The first half wasn't without hope, but left the Vols facing a two-TD deficit returning for the second half. The Vols had glimpses of light when Cedric Houston took the field, but the Terrapins' defensive line refused to give any more ground past the third quarter. Maryland kicker Nick Novak kicked a 48, 44 and 25-yard field goal to cement their 30-3 win.
Joe Paterno and his Nittany Lions have owned the Vols for well over a decade.
For myself—as it is for many Fulmer advocates—it all started in 1992 with a devastating 42-17 loss in the Fiesta Bowl. Many thought the SEC powerhouse of Tennessee would wear down the smaller Penn State defense and win the day, but it just didn't happen.
Two years later, Phillip Fulmer got another chance to tame the Lions, but the Big Ten legends cut the Vols down in a stunning 31-13 defeat.
Twelve years later, again Phillip Fulmer had an opportunity to outmaneuver JoePa in the Outback Bowl.
Sadly,Tennessee's only points came off a LaMarcus Coker TD run and a James Wilhoit FG. Everything else was pure depression, as the Vols witnessed yet another 20-10 defeat at the hands of Penn State.
This one topped the requests for meeting on the field of play. Last of course is USC, and I don't mean the Gamecocks.
When I surveyed the Vols audience, I was not surprised that they cared nothing about winning, only meeting on the field to shed blood. It's not surprising when you factor in all of the hardship Lane Kiffin bestowed upon the hallowed grounds of Tennessee.
Undoubtedly, Kiffin will shroud himself in shameless armor as he continues to declare that he, "was only doing what he thought was best to turn the program around."
Personally, I will gladly say it's all hogwash.
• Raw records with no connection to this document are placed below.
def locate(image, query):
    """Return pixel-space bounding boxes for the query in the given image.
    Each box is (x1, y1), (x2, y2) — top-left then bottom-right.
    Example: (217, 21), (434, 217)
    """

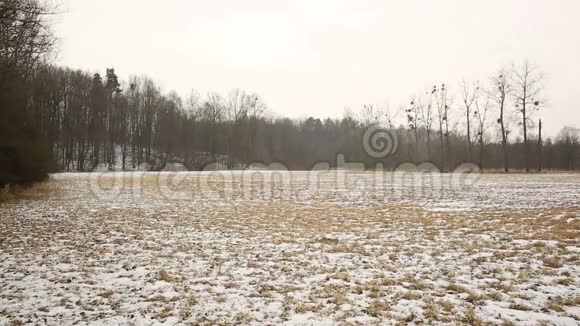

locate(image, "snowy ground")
(0, 172), (580, 325)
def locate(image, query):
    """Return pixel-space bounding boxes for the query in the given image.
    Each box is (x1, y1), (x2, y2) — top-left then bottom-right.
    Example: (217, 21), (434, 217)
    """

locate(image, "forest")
(0, 0), (580, 184)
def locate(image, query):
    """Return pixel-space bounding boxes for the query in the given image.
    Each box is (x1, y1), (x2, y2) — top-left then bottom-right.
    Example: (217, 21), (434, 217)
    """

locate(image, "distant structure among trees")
(0, 0), (580, 185)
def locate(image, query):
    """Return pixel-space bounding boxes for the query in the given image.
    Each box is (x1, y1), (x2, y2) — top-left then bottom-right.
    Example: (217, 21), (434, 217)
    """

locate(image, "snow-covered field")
(0, 171), (580, 325)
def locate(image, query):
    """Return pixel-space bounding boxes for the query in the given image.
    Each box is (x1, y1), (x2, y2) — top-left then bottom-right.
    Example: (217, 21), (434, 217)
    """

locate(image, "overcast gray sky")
(56, 0), (580, 134)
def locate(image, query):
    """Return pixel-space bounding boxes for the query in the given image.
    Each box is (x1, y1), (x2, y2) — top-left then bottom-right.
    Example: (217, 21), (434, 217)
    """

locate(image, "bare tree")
(473, 92), (491, 169)
(461, 80), (479, 160)
(433, 84), (450, 171)
(487, 68), (512, 172)
(512, 60), (544, 172)
(421, 91), (434, 161)
(556, 126), (580, 170)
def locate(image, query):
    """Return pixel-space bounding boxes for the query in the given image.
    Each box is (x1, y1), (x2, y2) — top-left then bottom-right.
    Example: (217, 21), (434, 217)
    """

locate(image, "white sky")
(56, 0), (580, 135)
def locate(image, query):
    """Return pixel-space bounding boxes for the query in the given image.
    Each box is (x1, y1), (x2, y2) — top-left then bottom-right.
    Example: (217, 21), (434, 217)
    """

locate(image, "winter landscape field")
(0, 171), (580, 325)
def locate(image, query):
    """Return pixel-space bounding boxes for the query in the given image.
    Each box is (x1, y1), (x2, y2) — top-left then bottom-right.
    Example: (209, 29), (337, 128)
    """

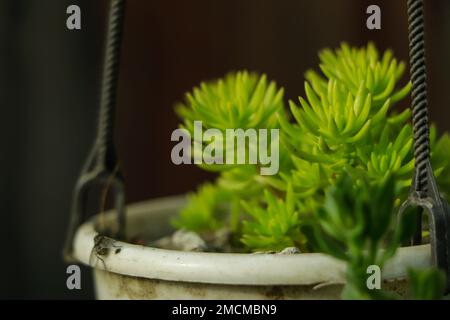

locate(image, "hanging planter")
(74, 197), (431, 300)
(65, 0), (450, 299)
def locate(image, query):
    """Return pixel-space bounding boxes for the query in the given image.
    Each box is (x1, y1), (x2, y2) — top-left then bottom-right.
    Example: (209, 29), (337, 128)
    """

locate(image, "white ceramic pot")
(74, 197), (431, 300)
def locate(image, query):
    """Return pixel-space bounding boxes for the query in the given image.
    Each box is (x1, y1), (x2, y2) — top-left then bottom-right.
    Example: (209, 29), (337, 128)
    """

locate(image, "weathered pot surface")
(74, 196), (431, 300)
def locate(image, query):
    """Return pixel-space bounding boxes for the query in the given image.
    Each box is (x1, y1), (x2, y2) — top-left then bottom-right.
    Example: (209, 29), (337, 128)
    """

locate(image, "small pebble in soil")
(253, 247), (301, 254)
(279, 247), (301, 254)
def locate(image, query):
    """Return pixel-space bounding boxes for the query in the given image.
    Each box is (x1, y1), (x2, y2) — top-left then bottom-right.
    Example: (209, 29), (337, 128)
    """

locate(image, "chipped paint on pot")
(74, 197), (431, 300)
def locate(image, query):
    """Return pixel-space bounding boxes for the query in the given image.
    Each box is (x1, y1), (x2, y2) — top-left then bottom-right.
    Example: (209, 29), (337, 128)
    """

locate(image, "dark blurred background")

If Kiffin's own mother had been an assistant, he would gladly throw her under the bus and yell to the NCAA that it was not of his doing; anything to protect his precious USC.
If any game holds more controversy at this time, it would be this matchup.
If the NCAA could put any game on pay-per-view, it would be this game.
I am glad that Hamilton is gone because as treacherous as Kiffin is, when he landed on the USC campus, it only took him nine days before he issued a challenge to Tennessee—Hamilton declined.
Forget that! Whoever takes over at Tennessee, my only wish is that he or she makes this game happen and that no player leaves the field with any energy left in their body.
Before Kiffin's absconding, most that I surveyed cared nothing about a chance rivalry between Tennessee and USC. It was only after the Trojans and their fans embraced Kiffin as their savior, and thumbed their noses at the Vols' plight that Tennesseans decided the only way to see any justice was to get the Trojans on the field.
Now that Hamilton is gone, it just might happen.